電子書籍ケーススタディ 21
 Information at Your Fingertips
イースト株式会社 下川 和男

 ここ3年、「たまたま紙だった」というテーマで、各所で講演を行っている。紙面から画面へ、印刷からインターネットへの移行を解説する2時間ほどのセミナー資料の最後のほうに、「Information at Your Fingertips」というタイトルの一頁がある。そこには、今後、数年の間に、テレビとパソコンとインターネットが融合し、「パチンと指を鳴らすだけで」映画でも音楽でも新聞でも本でもマンガでも、自分の得たい情報が瞬時に手に入ると書いている。
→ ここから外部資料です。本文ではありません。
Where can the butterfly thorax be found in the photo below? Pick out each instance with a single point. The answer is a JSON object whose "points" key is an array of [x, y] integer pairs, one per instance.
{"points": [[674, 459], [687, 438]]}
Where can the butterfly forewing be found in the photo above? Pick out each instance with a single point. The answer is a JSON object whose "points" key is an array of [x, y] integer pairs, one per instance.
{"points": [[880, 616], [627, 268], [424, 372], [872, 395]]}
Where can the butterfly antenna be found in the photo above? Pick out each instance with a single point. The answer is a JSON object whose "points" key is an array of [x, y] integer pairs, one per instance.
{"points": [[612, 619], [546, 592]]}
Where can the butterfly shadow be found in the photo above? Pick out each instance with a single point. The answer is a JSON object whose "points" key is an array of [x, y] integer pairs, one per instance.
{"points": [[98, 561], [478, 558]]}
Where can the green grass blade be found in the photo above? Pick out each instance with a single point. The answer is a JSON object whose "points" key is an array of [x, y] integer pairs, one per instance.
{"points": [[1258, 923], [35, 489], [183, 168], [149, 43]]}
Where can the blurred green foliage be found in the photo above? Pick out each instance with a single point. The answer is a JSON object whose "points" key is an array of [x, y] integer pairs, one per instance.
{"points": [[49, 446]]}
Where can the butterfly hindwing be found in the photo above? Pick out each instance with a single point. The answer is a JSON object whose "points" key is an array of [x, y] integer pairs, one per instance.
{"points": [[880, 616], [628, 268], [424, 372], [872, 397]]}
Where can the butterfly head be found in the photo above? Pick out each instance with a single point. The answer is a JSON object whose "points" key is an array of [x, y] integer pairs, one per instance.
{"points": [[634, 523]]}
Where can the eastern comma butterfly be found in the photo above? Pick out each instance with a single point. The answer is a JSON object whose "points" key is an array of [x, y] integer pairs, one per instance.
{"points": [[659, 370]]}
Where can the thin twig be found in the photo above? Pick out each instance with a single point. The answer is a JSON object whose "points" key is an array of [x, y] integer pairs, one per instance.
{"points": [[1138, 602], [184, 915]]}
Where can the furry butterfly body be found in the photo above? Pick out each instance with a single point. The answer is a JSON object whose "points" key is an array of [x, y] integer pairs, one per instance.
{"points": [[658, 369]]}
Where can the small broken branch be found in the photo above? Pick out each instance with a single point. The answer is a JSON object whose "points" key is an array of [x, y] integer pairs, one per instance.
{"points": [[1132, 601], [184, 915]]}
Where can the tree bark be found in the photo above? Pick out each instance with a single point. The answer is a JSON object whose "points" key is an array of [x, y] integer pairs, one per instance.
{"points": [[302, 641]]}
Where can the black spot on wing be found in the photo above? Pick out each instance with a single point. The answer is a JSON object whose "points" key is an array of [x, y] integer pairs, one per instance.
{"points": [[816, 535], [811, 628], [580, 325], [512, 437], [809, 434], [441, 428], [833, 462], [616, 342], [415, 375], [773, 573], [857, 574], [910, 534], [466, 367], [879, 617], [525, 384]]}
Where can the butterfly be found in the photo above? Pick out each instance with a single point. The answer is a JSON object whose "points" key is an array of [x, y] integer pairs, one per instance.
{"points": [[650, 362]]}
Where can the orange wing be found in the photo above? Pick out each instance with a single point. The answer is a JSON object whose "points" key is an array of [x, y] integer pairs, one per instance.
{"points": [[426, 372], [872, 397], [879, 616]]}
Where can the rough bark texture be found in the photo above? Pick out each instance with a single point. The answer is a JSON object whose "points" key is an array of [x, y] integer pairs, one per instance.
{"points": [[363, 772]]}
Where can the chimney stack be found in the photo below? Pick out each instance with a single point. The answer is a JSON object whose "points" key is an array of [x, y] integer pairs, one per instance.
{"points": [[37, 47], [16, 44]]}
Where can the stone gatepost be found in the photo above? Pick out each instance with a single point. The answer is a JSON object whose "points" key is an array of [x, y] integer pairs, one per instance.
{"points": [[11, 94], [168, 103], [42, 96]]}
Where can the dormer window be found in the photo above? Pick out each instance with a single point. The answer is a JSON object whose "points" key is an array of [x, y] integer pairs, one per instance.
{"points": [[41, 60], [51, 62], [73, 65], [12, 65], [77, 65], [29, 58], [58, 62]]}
Information at Your Fingertips(IAYF)とは
 IAYFは、マイクロソフト会長兼CSA(チーフ・ソフトウェア・アーキテクト)であるビル・ゲーツ氏が1990年秋、世界最大のコンピュータ展示会コムデックスのキーノート・スピーチで発表したコンセプトである。
 マイクロソフトは、数年ごとに会社のキャッチコピーを変えている。設立当初の70年代は、「We Set Standard」や「Microsoft Design」というものであった。We Set Standardは、BASICインタプリタでトップ企業となり、タンディー、NEC、東芝、松下、日立、富士通など当時のほとんどのパソコン・メーカが採用して、事実上の標準仕様、つまりデファクト・スタンダードになった際の広告で、私は、巨大なコンピュータ企業に果敢に挑む、マイクロソフトの技術力と販売力に強い衝撃を受けた。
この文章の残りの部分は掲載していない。